This is a study in which 3 mice were used as control, and 3 were mutant. >2000 measurements were taken per mouse. I want to fit a model as follows:
lmer(measurements ~ mouseID + (mouseID|treatment), data = alldata, REML = TRUE)
but this does not converge. I have tried modifying control using Nelder-Mead Method, and L-BFGS-B. Different models give different error messages.

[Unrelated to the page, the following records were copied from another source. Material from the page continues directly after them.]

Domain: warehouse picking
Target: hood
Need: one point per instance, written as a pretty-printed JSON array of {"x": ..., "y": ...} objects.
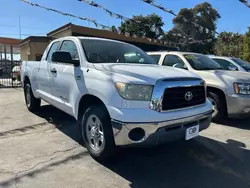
[
  {"x": 143, "y": 73},
  {"x": 223, "y": 79}
]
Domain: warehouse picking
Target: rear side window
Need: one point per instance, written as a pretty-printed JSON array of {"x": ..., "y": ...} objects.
[
  {"x": 155, "y": 58},
  {"x": 52, "y": 49},
  {"x": 70, "y": 46},
  {"x": 171, "y": 60},
  {"x": 224, "y": 63}
]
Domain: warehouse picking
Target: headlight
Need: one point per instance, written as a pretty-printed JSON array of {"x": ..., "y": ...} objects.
[
  {"x": 242, "y": 88},
  {"x": 134, "y": 91}
]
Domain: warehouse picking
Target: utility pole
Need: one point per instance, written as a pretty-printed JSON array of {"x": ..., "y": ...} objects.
[{"x": 20, "y": 31}]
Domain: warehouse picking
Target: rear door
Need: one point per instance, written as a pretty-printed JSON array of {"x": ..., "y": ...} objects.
[
  {"x": 63, "y": 79},
  {"x": 44, "y": 74}
]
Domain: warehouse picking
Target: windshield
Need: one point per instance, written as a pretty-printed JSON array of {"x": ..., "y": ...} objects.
[
  {"x": 103, "y": 51},
  {"x": 201, "y": 62},
  {"x": 155, "y": 58},
  {"x": 242, "y": 63}
]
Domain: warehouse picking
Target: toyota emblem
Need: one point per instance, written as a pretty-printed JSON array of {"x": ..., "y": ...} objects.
[{"x": 189, "y": 96}]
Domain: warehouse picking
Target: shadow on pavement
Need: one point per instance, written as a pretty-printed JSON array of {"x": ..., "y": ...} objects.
[
  {"x": 238, "y": 123},
  {"x": 201, "y": 162}
]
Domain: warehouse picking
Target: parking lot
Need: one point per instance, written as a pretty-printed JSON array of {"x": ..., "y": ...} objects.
[{"x": 42, "y": 150}]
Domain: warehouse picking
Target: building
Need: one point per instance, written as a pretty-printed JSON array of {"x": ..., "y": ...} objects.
[
  {"x": 9, "y": 58},
  {"x": 33, "y": 47}
]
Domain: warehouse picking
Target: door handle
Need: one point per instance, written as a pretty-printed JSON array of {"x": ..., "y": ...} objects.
[{"x": 53, "y": 70}]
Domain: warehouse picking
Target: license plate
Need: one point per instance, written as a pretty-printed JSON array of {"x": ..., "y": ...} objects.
[{"x": 192, "y": 132}]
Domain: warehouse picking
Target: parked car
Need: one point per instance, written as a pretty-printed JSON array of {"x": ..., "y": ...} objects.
[
  {"x": 229, "y": 91},
  {"x": 118, "y": 95},
  {"x": 232, "y": 63},
  {"x": 16, "y": 73}
]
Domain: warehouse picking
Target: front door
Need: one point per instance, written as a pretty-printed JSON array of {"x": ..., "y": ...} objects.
[
  {"x": 63, "y": 80},
  {"x": 44, "y": 74}
]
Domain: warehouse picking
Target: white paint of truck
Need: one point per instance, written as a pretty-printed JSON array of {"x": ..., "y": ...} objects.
[{"x": 66, "y": 89}]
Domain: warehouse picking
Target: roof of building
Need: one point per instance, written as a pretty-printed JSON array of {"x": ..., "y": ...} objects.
[
  {"x": 6, "y": 43},
  {"x": 35, "y": 39},
  {"x": 9, "y": 41},
  {"x": 91, "y": 32}
]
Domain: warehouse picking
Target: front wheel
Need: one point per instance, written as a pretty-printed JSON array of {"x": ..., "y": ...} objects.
[
  {"x": 32, "y": 103},
  {"x": 96, "y": 132}
]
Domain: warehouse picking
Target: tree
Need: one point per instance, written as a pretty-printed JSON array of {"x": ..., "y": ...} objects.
[
  {"x": 229, "y": 44},
  {"x": 246, "y": 46},
  {"x": 196, "y": 28},
  {"x": 149, "y": 26}
]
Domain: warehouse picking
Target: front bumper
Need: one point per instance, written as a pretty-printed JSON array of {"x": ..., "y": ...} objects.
[
  {"x": 238, "y": 106},
  {"x": 158, "y": 132}
]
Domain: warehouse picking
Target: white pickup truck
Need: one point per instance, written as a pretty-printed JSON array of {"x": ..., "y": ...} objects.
[
  {"x": 118, "y": 95},
  {"x": 229, "y": 91}
]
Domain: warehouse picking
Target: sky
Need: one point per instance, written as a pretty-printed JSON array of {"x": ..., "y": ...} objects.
[{"x": 36, "y": 21}]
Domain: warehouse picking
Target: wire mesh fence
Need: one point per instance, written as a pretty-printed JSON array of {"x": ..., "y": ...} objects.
[{"x": 10, "y": 73}]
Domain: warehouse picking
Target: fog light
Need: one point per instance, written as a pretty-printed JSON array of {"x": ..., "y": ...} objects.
[
  {"x": 136, "y": 134},
  {"x": 246, "y": 110}
]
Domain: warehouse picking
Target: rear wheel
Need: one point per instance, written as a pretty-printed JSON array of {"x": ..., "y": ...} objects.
[
  {"x": 96, "y": 132},
  {"x": 32, "y": 103},
  {"x": 219, "y": 107}
]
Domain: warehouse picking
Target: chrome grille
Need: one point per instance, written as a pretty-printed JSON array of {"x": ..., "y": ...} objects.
[{"x": 183, "y": 97}]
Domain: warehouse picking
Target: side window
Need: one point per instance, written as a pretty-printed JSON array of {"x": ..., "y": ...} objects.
[
  {"x": 155, "y": 58},
  {"x": 53, "y": 48},
  {"x": 70, "y": 46},
  {"x": 224, "y": 63},
  {"x": 171, "y": 60}
]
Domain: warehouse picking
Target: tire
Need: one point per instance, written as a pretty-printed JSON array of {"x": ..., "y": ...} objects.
[
  {"x": 32, "y": 103},
  {"x": 219, "y": 107},
  {"x": 91, "y": 134}
]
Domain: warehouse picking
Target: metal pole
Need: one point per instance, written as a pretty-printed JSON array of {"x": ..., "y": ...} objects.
[
  {"x": 5, "y": 68},
  {"x": 20, "y": 31},
  {"x": 11, "y": 58}
]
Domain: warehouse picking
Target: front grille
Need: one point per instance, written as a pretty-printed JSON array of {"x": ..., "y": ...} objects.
[{"x": 174, "y": 98}]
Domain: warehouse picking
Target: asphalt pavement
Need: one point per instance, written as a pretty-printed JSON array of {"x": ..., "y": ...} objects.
[{"x": 42, "y": 150}]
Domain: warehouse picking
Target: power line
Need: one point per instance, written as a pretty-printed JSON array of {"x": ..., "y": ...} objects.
[
  {"x": 22, "y": 34},
  {"x": 245, "y": 2},
  {"x": 85, "y": 19},
  {"x": 68, "y": 14},
  {"x": 150, "y": 2},
  {"x": 111, "y": 13}
]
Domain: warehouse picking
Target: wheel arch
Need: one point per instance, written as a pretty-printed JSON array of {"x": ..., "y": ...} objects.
[
  {"x": 220, "y": 92},
  {"x": 86, "y": 101}
]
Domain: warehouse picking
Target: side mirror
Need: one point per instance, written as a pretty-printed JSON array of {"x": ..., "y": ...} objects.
[
  {"x": 64, "y": 57},
  {"x": 232, "y": 68},
  {"x": 180, "y": 66}
]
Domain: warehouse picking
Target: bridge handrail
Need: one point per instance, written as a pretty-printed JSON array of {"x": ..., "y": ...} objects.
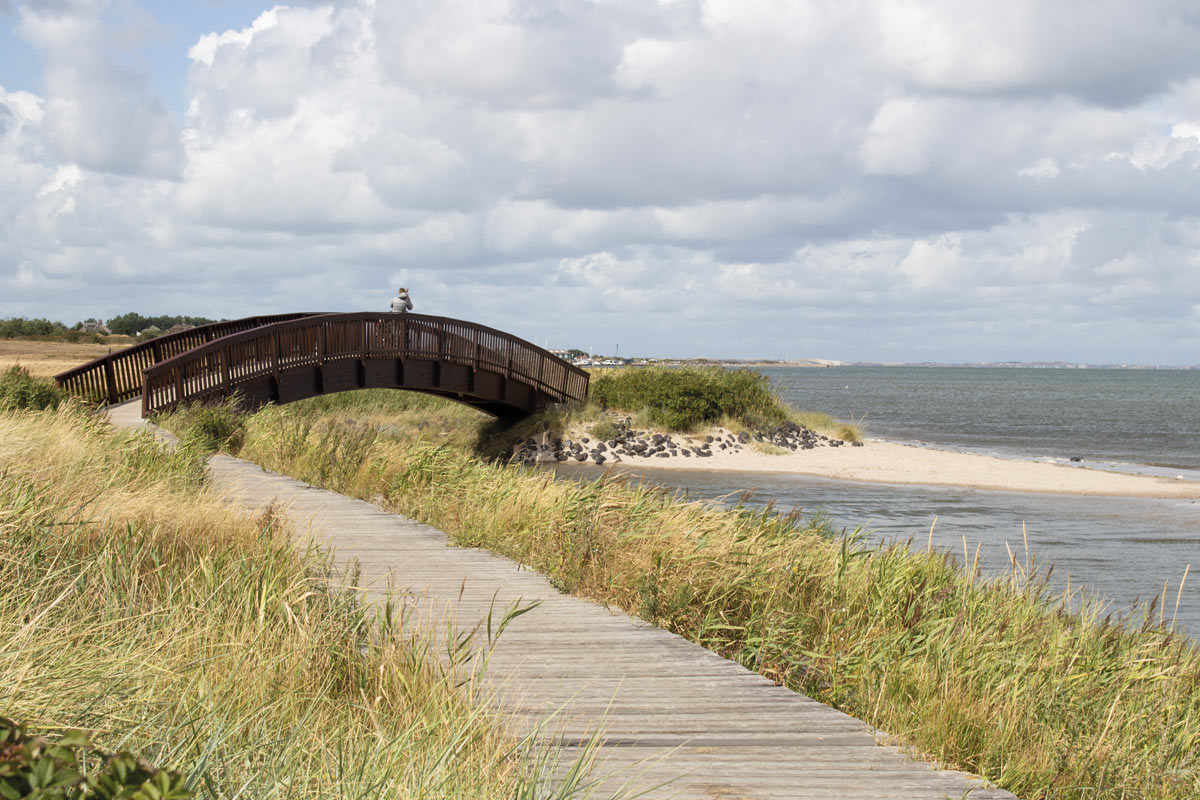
[
  {"x": 223, "y": 362},
  {"x": 118, "y": 376}
]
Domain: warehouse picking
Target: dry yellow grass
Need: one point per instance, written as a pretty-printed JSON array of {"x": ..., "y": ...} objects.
[
  {"x": 139, "y": 608},
  {"x": 48, "y": 359}
]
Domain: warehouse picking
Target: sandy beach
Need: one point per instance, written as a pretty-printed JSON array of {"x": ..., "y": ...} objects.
[{"x": 886, "y": 462}]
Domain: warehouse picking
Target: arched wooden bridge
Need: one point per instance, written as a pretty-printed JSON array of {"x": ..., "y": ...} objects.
[{"x": 292, "y": 356}]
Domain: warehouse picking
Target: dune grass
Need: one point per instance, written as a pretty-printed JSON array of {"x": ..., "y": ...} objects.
[
  {"x": 144, "y": 613},
  {"x": 994, "y": 677}
]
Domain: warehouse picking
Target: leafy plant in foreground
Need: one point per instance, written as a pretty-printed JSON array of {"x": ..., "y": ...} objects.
[{"x": 34, "y": 768}]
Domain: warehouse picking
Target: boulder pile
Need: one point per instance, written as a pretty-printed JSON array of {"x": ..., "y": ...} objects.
[{"x": 627, "y": 443}]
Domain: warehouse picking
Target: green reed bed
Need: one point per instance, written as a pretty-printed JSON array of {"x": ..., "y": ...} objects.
[
  {"x": 988, "y": 675},
  {"x": 151, "y": 618}
]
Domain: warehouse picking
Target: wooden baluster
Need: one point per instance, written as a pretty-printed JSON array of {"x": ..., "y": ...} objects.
[{"x": 109, "y": 382}]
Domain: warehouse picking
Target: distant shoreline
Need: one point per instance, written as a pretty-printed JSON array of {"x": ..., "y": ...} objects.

The simple model above yields:
Warning in checkConv(attr(opt, "derivs"), opt$par, ctrl = control$checkConv, : unable to evaluate scaled gradient
Warning in checkConv(attr(opt, "derivs"), opt$par, ctrl = control$checkConv, : Model failed to converge: degenerate Hessian with 7 negative eigenvalues
and the most "complex" if you will, model:
lmer(measurements ~ mouseID + (mouseID|treatment), data = alldata, control = lmerControl( optimizer ='optimx', optCtrl=list(method='L-BFGS-B')), REML = FALSE)
yields:
boundary (singular) fit: see ?isSingular
and there was at least one more warning with another model attempted. Is my problem that the mice did not also receive the other treatment? And if so, how would I adjust the model to reflect what did already happen AND converge?
I am of the impression that the random effect should be the treatment, and the fixed effect is the mouseID. Maybe my desired model is misnamed? Or maybe I have this random/fixed effect thought process wrong. Please advise.